The American girl at the next table wasn’t the only young lady in trouble in the Oxford coffee shop last weekend. For, sitting next to the window, were an older couple – early 60s, well-spoken – and a pretty young thing with an eastern European accent.

The arrangement was obvious: they were retired academics, who’d taken in a student for the summer to help her to prepare for the local equivalent of her A Levels. They’d be taking her out on tours every day, talking to her incessantly, immersing her in the English language and culture.

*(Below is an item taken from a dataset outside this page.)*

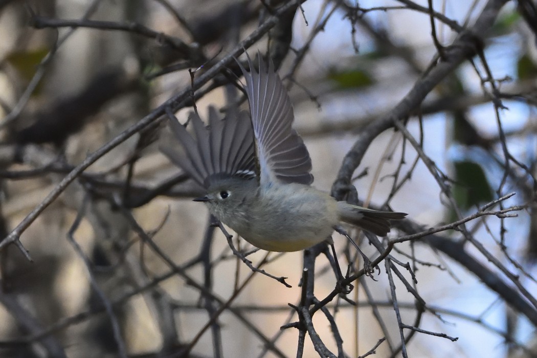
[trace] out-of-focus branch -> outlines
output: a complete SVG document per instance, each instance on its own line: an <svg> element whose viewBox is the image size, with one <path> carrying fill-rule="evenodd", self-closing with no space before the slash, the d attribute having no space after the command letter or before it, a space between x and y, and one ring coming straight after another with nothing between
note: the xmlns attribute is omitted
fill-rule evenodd
<svg viewBox="0 0 537 358"><path fill-rule="evenodd" d="M354 145L344 158L337 179L332 187L332 193L335 198L343 199L348 192L352 174L373 140L392 128L395 121L410 116L435 86L466 60L478 53L484 36L490 31L498 12L506 2L507 0L489 1L474 25L461 32L451 46L445 48L445 61L438 63L420 78L390 112L362 129Z"/></svg>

She looked miserable, though. For last night she’d stayed out late – well past the 10pm deadline that had been agreed both with her hosts and her own parents before the trip. She’d forgotten her house keys; the smell of alcohol on her breath when they let her in had confirmed their suspicions that she’d spent the night in the pub rather than the cinema.

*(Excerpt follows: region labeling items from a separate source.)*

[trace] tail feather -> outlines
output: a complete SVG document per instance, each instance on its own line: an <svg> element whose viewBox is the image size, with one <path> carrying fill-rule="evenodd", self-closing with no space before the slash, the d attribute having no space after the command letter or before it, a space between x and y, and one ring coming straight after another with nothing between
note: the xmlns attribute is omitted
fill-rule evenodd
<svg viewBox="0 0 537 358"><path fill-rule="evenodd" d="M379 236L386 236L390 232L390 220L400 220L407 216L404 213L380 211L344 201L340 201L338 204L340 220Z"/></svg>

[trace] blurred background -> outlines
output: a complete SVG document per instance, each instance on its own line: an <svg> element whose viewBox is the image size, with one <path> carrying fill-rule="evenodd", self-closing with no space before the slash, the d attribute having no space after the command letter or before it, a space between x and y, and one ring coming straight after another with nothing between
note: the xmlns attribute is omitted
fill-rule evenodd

They’d taken her into the drawing room; she’d stood before them whilst they talked to her about her behaviour. They’d explained how these matters were dealt with traditionally in England, and would have made her take down her jeans and knickers, before bending over the gentleman’s lap for a sound hand-spanking on her bare bottom.

Afterwards, she’d been told to stand. He’d warned that if there were any repetition, he’d have no choice but to take off his belt and make her touch her toes to be punished. Hard. And only then had she been allowed to pull up her clothes, and been sent upstairs to bed.